1. Reading nested data into a DataFrame
In the previous videos, we have seen different techniques
2. Review
to reshape DataFrame and Series, to explode list contained in columns, and to split and concatenate string columns.
3. JSON format
But there are other important data structures we can handle. JSON format is one of them. JSON stands for JavaScript Object Notation. It is a data-interchange format that is easy for humans to read and write, but it is also easy for machines to parse and generate. That's why is frequently used.
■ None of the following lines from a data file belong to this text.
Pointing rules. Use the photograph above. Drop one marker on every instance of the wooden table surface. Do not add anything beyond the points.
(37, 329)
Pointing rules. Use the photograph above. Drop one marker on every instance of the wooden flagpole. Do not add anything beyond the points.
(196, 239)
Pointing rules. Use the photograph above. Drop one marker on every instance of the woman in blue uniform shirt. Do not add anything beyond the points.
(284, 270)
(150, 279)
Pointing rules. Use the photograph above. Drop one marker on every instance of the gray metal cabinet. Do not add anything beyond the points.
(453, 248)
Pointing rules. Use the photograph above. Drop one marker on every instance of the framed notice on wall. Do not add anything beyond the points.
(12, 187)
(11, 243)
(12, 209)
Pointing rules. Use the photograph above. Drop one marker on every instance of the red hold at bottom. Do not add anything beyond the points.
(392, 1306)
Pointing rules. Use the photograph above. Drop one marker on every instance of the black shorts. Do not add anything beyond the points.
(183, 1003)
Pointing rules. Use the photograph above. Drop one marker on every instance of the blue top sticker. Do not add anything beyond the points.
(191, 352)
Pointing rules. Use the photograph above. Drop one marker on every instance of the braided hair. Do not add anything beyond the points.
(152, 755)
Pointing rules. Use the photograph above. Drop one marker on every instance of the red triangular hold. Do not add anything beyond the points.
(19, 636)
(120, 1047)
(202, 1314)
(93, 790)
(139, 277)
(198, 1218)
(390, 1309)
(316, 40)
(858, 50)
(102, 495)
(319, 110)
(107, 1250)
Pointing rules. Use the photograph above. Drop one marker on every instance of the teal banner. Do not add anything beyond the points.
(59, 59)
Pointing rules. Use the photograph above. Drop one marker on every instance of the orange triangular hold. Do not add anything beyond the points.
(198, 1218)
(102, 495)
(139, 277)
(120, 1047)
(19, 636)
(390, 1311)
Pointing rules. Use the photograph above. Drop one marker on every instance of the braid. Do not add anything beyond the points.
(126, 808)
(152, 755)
JSON files are commonly used when sharing data between applications and data scientist, saving information, or metadata, about a dataset, or reading data from an API.
4. JSON format
Let's see what a JSON looks like. It's very similar to a dictionary. The JSON in the slide has a very simple structure.
5. Nested JSON
But sometimes we have to work with a nested JSON, like this one. We can see that we have a dictionary inside a list. And a dictionary inside a dictionary. These are more complex data to work with.
6. Data normalization
For those cases, we can use the json_normalize function from pandas. It takes our nested JSON object, flattens it out, and reads it into a DataFrame. By default, json_normalize uses a period to indicate nested levels.
7. Data normalization
To change that, we can use the sep parameter. For example, we can specify an underscore as a separator. Now, the last two column names are separated by an underscore.
8. Data normalization
We can take advantage of the names. We can reshape the DataFrame using the wide_to_long function, setting 'books' as stubnames, an underscore as the separator, and the expression backslash w plus as a suffix, to indicate the columns end with in a word.
9. Complex JSON
Let's analyze the following JSON. As you can see, it is more complex than the previous one. We have not only nested dictionaries, but the books keys now have a list of dictionaries as values.
10. Complex JSON
If we apply json_normalize() as before, the books column is still not flattened out.
11. Record path
In this case, we can use the record_path parameter. It tells pandas what key path leads to each individual observation in the JSON. In the output, the books column has been converted into two columns, title and year.
12. Metadata
We can add a third parameter, the meta parameter. It tells pandas what data we want to include from the rest of the JSON. Now, we can see the rest of the data present in the resulting DataFrame.
13. Let's practice!
It's time to put these concepts into practice.